川濵先生:さっきお名前を挙げた先生方の大半は、経済学者です。その頃は日本でも「法と経済学」が一つの流れになっていた頃ですから、法と経済学の方法の問題には非常に関心を持って勉強していました。会社法の藤田友敬先生(東京大学)が留学中の話をされたときに、ティロールを熟読したとお聞きしました。産業組織論だけでなく、国際経済学・マクロ経済学、法律でも経済法だけでなく会社法の研究者が皆ティロールを読んでいるというのは、1980年代中頃からゲーム理論を使って分析することが一つの焦点になっていて、産業組織論や独禁法に限らず、現実の経済現象や広く社会現象を分析するときの共通言語になっていたということなのだろうと思います。ゲーム理論や産業組織論の枠を超えた多様な分野の研究者が同時に強い関心をもったということなのだろうと思います。
行動経済学との出会い——カーネマンとトヴェルスキー
川濵先生: 88年から経済学の勉強をかなり熱心にやっていたのと同時に、今でいう行動経済学にあたる分野も一緒に勉強していました。その頃ちょうど認知科学のブームになっていて、それらの文献を渉猟しているうちに、ダニエル・カーネマンやエイモス・トヴェルスキーのような、現代では行動経済学に分類される人々の一連の研究に出くわしたからです。それがめちゃくちゃ面白くて、熱心に読み込みました。実は、一番最初に書いた法と経済学関係の論文の中では、今で言う行動経済学の分野の研究——フレーミング効果や現状維持バイアスや保有効果(エンダウメント効果)等々——の紹介をかなり詳しく書いています。

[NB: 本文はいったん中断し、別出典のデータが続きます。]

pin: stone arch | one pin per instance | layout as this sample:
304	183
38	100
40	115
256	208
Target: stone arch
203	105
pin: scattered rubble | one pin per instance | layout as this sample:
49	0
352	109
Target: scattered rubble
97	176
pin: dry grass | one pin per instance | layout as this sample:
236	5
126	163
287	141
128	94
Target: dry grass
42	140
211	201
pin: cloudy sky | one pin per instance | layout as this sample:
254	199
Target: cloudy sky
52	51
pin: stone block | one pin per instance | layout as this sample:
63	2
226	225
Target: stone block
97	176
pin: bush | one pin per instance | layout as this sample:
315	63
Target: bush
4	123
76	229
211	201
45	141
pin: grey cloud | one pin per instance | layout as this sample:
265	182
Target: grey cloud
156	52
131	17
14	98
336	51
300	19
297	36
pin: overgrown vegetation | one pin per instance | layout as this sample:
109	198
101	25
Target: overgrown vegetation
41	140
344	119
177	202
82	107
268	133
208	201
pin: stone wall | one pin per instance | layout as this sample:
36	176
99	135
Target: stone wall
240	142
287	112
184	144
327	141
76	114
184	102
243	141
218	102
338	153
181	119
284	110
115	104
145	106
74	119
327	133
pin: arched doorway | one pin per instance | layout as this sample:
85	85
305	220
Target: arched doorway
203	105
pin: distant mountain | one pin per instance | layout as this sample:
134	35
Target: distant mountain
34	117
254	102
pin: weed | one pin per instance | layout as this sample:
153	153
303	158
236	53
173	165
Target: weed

そうすると、「お前はどっちの味方なんだ」となるんです。当時は(標準的経済学と行動経済学を)敵対的なものと捉える人が多かったんですが、私は、両者は相互補完関係にあるから、両方勉強して初めて完結する、という立場でした。現に今のデータ・プラットフォーム関係の事件では、行動経済学的なバイアスの利用がどうしても問題になってくる。両方やって初めて意味がある。ただ、私の書いた論文では、合理的選択論に対する「解毒剤」として、認知能力の限界があるからそのままでは使えない、という形で書いていましたから、相互補完ではなく対立と受け取った人も多かったかもしれません。道具としては相互補完で、使える時と使えない時がある、というのが私の立場です。
加藤:その「対立」というのは、経済学と行動経済学の対立、という理解が多かったということでしょうか。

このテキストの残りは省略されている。